Friday, April 26, 2013

Love Lost in Springtime Doldrums


Spring is in full swing down here in ol' Mexico. The air is warm, the sky is pleasant, and the boys saunter around half nekkid in pin-striped tank tops. They stroll with that macho swagger of machismo that drives pasty skinned gringo wild with passion.
I awoke with a fucking morning boner and attempted to relieve myself but I felt all shades of nasty because the neighborhood kid, he of only seven, was screeching outside my door playing with a young mate out on the sidewalk. Fine. I'll just go for some coffee and maybe cheesecake for breakfast.
Showered, dressed, and made my way past dusty, crumbling adobe buildings to Cafe 656. The street was already teeming with youthful vigor as doe-eyed, dark skinned men dashed to and fro in their various affairs. Hell, even the workers who had taken over a three block radius around the cafe re-constructing the streets seemed hot and secreting sexual pheromones for all to pine over. Sex hummed in the air like a Buddhists chant.
As I was coming to a corner, there was a lone car parked at the curb. I had that funny sense that I was being eyed. Indeed. As soon as I passed the car, the driver rolled down his window and called me by name. Holy shit! It was Rigo! I had not seen him in eight years! Rigo and I had an off again/on again romance during one of my stays in Juarez before. That ended when he attained his passport and high-tailed it to Santé Fe, New Mexico to be with family.
Like any whore, I leapt into the front seat and after a firm handshake followed a long, detailed conversation of what-ever-happened-to-so-and-so. For some giddy reason, Rigo decided to drive around as we caught up. I had to admit, the years had been good to him. He matured from a wild-eyed street urchin to a strapping young man. He stated that he was in Juarez visiting his mother, but he lived in Puerto Vallarta. He had a ranch or something. I said that was nice.
I mentioned that I was on the way to the cafe and invited Rigo for coffee and a light brunch.
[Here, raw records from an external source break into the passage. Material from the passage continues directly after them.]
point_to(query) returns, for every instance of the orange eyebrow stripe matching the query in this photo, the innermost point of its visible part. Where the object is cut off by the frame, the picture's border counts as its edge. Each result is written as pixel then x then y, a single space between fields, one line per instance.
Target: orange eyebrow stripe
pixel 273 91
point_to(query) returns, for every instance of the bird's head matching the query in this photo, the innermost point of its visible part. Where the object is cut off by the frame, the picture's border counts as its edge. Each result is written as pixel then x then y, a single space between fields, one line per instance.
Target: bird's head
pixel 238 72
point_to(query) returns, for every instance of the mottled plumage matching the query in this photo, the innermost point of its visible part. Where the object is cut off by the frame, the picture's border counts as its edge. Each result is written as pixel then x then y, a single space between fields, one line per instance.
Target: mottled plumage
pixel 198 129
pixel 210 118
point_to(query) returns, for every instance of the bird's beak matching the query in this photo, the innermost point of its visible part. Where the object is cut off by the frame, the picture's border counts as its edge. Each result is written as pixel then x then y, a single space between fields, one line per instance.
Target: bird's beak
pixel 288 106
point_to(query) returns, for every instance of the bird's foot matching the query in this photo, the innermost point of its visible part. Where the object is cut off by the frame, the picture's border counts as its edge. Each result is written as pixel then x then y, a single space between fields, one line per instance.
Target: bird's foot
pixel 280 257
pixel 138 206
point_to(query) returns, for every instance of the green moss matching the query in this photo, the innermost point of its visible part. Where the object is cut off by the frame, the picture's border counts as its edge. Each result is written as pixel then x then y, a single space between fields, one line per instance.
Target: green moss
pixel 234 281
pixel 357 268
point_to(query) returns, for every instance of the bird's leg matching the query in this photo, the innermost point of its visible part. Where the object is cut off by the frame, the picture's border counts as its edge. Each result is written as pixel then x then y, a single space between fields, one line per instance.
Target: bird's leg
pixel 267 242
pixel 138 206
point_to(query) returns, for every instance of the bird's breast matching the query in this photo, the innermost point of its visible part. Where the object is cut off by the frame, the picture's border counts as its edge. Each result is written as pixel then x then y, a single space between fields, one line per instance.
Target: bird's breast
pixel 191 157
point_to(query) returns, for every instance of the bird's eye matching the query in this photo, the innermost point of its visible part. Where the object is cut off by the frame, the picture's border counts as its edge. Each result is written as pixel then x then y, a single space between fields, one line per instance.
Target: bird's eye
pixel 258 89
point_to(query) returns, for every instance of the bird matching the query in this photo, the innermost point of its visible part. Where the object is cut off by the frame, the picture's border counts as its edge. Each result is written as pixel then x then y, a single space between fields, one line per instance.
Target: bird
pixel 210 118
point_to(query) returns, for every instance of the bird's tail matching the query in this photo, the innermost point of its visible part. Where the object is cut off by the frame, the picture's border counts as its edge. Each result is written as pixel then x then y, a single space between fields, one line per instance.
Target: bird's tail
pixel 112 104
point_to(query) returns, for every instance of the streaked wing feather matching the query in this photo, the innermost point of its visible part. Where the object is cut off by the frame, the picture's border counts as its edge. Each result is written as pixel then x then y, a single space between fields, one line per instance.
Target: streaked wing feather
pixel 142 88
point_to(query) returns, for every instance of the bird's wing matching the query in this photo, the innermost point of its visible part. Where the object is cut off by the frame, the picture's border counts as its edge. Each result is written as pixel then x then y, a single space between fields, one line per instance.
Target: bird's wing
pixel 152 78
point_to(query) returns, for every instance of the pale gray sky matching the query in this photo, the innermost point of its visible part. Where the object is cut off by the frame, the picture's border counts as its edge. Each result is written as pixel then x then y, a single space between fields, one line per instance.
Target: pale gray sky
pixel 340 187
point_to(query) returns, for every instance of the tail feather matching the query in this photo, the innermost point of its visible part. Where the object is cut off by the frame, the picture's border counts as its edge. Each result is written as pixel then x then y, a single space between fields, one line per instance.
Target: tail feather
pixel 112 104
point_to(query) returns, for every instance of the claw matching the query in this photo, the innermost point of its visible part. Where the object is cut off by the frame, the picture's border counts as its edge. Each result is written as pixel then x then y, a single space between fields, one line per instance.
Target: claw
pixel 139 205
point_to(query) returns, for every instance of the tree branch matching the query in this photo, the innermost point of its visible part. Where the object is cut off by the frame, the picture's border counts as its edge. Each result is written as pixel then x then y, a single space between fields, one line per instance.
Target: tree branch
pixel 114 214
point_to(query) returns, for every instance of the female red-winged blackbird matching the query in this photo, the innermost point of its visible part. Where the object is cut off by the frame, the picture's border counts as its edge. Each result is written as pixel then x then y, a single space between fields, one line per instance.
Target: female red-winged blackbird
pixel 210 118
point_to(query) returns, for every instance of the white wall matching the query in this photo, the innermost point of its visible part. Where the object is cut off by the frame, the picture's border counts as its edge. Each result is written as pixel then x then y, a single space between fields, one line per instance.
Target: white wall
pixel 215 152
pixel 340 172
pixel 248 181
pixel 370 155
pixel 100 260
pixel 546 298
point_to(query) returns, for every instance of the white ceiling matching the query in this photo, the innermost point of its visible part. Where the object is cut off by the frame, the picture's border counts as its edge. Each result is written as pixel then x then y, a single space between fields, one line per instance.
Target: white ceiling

We sat in front of the large plate windows as the pedestrians busied themselves and the monstrous construction machinery chugged away beyond.
After a hearty convo over cheesecake about our mutual triumphs and foibles during the past eight years, there was nothing else to do but return to my place and sixty-nine for old times’ sake. His suggestion, not mine. Seriously. No lie.
I missed his penis. There are very few men I have met in my life in who I judge my attraction soly based on the beauty of their erect member. But, Rigo's is up there with high marks. I like the fact that, without even touching it, clear pre-cum constantly dribbles from the head, glistening like nectar. After a pleasing session of gulp-n-slurp in the coolness of my ratty trap, Rigo and I joked around and laughed at casual things. Then he got stupid. He asked if I would move to Puerto Vallarta and be his partner. Just like that. I croaked, "To quote Rosa Park...."No." I explained that the following Friday, I had already planned to go on a wacky road trip that will culminate in me settling on the island of Puerto Rico. He stated that it made him sad that I could never settle down or even wished to hold a long term relationship. I answered, "How do you think I feel? I'm the one who has to live with my decisions."
We showered together - much giggling I think my neighbor heard and didn't need to hear that faggoty shit - and afterwards I walked him to his car. Shaking hands and a brief hug later, Rigo was gone. I was feeling bitter sweet, because of all the people I have met, I really did like him. And now I lost him. Again.